Pharmacokinetic study of AS-IV in vivo
To evaluate the pharmacokinetics of AS-IV in remission of AD-Re model, male BALB/c mice of 6-8 weeks old were divided into two groups (Control and AD-Re). Control: mice were treated with AS-IV (25mg/kg/day, i.g.) for 10 days; AD-Re: mice were treated with AS-IV (25mg/kg/day, i.g.) from day 14 to day 23 for 10 days in remission phase of AD-Re. Blood samples were collected into heparinised tubes via the oculi chorioideae vein at 0.167, 0.333, 0.667, 1, 2, 4, 8, 12 and 24 h after the final administration (4 animals/group were collected for each time point). The blood samples were centrifuged at 4000 rpm for 15 min, and the plasma samples obtained were stored at -20 oC until the analysis.
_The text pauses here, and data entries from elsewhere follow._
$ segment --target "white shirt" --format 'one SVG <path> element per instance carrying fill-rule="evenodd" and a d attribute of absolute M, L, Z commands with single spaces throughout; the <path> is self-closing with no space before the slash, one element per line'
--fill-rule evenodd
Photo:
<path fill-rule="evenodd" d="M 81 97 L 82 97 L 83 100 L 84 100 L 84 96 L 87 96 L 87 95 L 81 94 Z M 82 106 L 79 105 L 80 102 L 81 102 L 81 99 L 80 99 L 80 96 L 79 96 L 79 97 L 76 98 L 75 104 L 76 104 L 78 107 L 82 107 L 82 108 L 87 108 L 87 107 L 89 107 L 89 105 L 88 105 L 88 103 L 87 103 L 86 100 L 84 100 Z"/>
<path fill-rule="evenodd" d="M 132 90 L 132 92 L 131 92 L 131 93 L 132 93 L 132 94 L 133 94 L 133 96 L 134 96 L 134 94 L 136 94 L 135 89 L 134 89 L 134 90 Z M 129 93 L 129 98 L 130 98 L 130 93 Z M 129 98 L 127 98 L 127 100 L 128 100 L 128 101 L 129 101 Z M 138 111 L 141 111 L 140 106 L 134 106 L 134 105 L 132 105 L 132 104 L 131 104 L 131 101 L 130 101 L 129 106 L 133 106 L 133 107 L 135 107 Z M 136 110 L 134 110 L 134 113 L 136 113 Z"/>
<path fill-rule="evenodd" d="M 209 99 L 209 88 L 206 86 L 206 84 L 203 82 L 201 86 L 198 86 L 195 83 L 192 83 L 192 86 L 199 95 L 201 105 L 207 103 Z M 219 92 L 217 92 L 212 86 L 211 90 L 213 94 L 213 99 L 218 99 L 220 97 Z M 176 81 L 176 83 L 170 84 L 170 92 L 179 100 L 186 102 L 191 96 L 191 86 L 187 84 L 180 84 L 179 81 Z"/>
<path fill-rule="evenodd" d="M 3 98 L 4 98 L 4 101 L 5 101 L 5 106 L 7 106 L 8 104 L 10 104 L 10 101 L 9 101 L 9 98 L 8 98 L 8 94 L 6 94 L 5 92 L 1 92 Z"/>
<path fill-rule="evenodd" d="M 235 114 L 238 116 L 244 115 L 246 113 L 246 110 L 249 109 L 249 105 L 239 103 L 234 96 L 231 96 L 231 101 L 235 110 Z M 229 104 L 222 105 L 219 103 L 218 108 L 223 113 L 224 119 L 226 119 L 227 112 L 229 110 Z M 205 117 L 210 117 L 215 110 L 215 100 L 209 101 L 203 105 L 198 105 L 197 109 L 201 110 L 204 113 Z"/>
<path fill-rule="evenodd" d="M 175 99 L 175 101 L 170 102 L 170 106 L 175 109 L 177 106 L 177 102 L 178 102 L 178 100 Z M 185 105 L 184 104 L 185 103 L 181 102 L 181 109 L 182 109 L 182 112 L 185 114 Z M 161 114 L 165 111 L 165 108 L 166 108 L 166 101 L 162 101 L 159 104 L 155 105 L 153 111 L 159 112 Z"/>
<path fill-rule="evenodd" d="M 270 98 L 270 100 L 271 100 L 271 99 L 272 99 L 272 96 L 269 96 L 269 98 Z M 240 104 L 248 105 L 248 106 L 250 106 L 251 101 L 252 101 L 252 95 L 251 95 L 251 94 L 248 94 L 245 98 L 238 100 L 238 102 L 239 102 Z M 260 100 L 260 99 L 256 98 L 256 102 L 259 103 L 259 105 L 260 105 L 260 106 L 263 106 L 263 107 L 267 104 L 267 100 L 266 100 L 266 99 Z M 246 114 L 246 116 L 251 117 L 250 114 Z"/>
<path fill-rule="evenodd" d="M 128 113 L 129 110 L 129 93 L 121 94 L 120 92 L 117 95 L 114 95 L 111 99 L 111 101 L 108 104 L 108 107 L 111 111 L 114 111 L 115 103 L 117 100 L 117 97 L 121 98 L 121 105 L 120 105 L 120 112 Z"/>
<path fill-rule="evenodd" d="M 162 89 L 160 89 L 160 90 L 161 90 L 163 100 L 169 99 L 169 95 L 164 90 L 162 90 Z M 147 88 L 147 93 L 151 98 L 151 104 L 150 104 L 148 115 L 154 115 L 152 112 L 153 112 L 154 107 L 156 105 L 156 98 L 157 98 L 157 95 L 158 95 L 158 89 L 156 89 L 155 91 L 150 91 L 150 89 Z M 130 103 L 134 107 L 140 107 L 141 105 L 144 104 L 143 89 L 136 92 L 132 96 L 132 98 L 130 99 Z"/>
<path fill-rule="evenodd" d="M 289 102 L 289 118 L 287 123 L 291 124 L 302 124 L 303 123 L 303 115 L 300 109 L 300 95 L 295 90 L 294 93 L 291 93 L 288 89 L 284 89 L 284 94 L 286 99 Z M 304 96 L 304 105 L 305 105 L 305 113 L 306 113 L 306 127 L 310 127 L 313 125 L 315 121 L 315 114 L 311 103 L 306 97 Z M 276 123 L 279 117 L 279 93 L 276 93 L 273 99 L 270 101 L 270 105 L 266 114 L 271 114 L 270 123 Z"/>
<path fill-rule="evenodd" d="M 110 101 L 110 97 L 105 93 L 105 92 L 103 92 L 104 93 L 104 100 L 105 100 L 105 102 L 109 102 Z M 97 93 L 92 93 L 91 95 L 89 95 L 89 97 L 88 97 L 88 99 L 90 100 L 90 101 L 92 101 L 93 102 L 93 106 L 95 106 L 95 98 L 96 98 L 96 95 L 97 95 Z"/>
HPLC-MS determination of AS-IV
The determination of AS-IV was performed on the Waters ZQ 2000 LC/MS Waters 2695 HPLC System with 2996 PDA Detector (Waters, USA). The chromatographic analysis of AS-IV was performed on a Waters Chrom-matrix GP-C18 ODS column (4.6×250 mm, 5μ) at 30 oC. The mobile phase was methanol and water (75:25, v:v) at a flow rate of 0.2 mL/min. The positive ion electrospray ionization mode was used for mass spectrometry. The precursor ion and product ion are m/z 807.2→627.2+ for AS-IV and m/z 493.8→368.9+ for glibenclamide, respectively. The collision energy for AS-IV and glibenclamide was 53 and 14 eV, respectively. The MS conditions were optimized as following: ion spray voltage, 4600v; nebulizer gas pressure (N2), 15 psi; drying gas flow (N2), 10 L/min; Desolvation Temp, 360 oC.
Western blots
Ear tissue lysates were subjected to SDS-PAGE and Western blots analysis with the use of anti-TLR4 (1:1000 dilution; Santa Cruz Biotechnology), anti-TLR8 (1:1000 dilution; MultiSciences), anti-MyD88 (1:1000 dilution; Cell Signaling Technology), anti-TIRAP (1:1000 dilution; GeneTex), and anti-GAPDH (1:1000 dilution; Cell Signaling Technology) antibodies followed by horseradish peroxidase-electrochemiluminescence (HRP-ECL) detection (Millipore).
Quantitative real-time PCR
Gene expression of TLR2, TLR3, TLR4, TLR8, TLR9 and NF-κB in ear tissue were detected by quantitative real-time PCR as described previously [15]. The oligonucleotide sequences of primers (GenScript Biotech Corp, Nanjing, China) applied were 5’-ATCAGTCCCAAAGTCTAAAGTCG-3’ (S) and 5’-ATGCCAGCTTCTTCATCGGT-3’ (AS) for TLR2, 5’-AACGGTTCCTTCTCCTATCTCC-3’ (S) and 5’-CACTTTGCTTAGTAAATGCTCGC-3’ (AS) for TLR3, 5’-CTGTCTTACTACACCGCTATTTGG-3’ (S) and 5’-ATGGGAAGAAAACTACCCTTTACAG-3’ for TLR9, 5’-TCTCTATGACCTGGACGACTCTT-3’ (S) and 5’-GCTCATACGGTTTCCCATTTAGT-3’ (AS) for NF-κB; 5’-TGGTTTACACGTCCATCGGT-3’ (S) and 5’-ATCAATGGTCACATCACATAGTCC-3’ (AS) for TLR4; 5’-CTCCAGTATTTTCCTCACCTTCA-3’ (S) and 5’-GATTATGGCTCAGTAGCAGTGTCTC-3’ (AS) for TLR8; 5’-GGTTGTCTCCTGCGACTTCA-3’ (S) and 5’-TGGTCCAGGGTTTCTTACTCC-3’ (AS) for GAPDH.
Statistical analysis
Data are expressed as means ± standard deviations (SD). One-way ANOVA analysis was used for multiple groups comparisons and the unpaired two-tailed Student’s t-test was used for comparison between two groups, using GraphPad Prism 7 (GraphPad Software, CA, USA). A statistical value of p<0.05 was considered significant.